(NEXSTAR) – Every morning, Paul Dougherty walks downhill about a half-mile from his front door to his property’s gate. It’s the voyage back up that causes problems.

Before catching COVID-19 in November, 68-year-old Dougherty could make it to the top of the hill no problem. But by the end of January — months after his initial diagnosis — Dougherty says he has to stop mid-way to catch his breath.

Dougherty and his wife, Kate, 68, were both infected with COVID-19 the last week of November. The Fiddletown, Calif. residents aren’t quite sure where they got it. Their town has a population of only 324.

Paul think he could have contracted the virus on a trip to the grocery store or gas station in the larger, neighboring city of Plymouth.
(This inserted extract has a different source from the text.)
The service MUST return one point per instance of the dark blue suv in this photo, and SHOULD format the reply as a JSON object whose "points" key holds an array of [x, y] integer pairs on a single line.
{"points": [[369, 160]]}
He takes care to always wear a mask and brings hand sanitizer with him for every trip.

When the symptoms did start appearing, the Doughertys knew immediately that it was COVID.

“I started vomiting out-of-the-blue when I got up in the morning,” Paul said, “and vomited all day.”

The next few days were better, before the virus hit Paul “like a ton of bricks.”

“We were sleeping all day, all night,” Kate recalled. “Sleeping, sleeping, sleeping was all I could do.”

Paul said he had a “lot of coughing and breathing issues,” though he never felt the need to go to the hospital. They both struggled to eat, with Paul losing eight pounds and Kate five.

The Doughertys are what’s come to be described as “COVID long haulers,” or people who continue to suffer from symptoms of COVID even after they’ve tested negative for the virus.

Eventually, the major symptoms cleared up for the Doughertys. But two months after first catching the virus, they still feel sick sometimes.

The post-COVID symptoms can be subtle. On the Harvard Health Blog, Dr. Anthony Komaroff describes the sensation as such:

Weeks pass, and while the worst symptoms are gone, you’re not your old self — not even close. You can’t meet your responsibilities at home or at work: no energy. Even routine physical exertion, like vacuuming, leaves you feeling exhausted. You ache all over. You’re having trouble concentrating on anything, even watching TV; you’re unusually forgetful; you stumble over simple calculations. Your brain feels like it’s in a fog.

Kate describes the unending illness as “little COVID spells” — moments where you need to catch your breath or sit down.

“You feel kind of dizzy, lightheaded, like you need to sit down right now,” Kate said. “It actually happened to me this morning.”

They say the spells are decreasing in frequency and intensity as the days wear on, but still occurring with regularity.

Kate says the most frustrating aspect of the experience is not having the energy she once had.

“I just don’t have the get-up-and-go I used to have,” she said. “But I hope it comes back.”

The Doughertys have been hit hard by COVID-19. Kate’s mother died of COVID complications in May. Two weeks ago, she lost a close friend. Her son is an emergency physician, and every day she fears for his health.

But they continue to trudge on because they must. The Doughertys live on a ranch, and the animals — COVID spells or not — need caring for.

That’s part of what keeps them going through all this.

“With the animals, we had to get up every morning and evening to let them out or put them in bed. Somehow, we dragged our bones and did it,” she said.

“If I didn’t have the animals, I would have just stayed in bed.”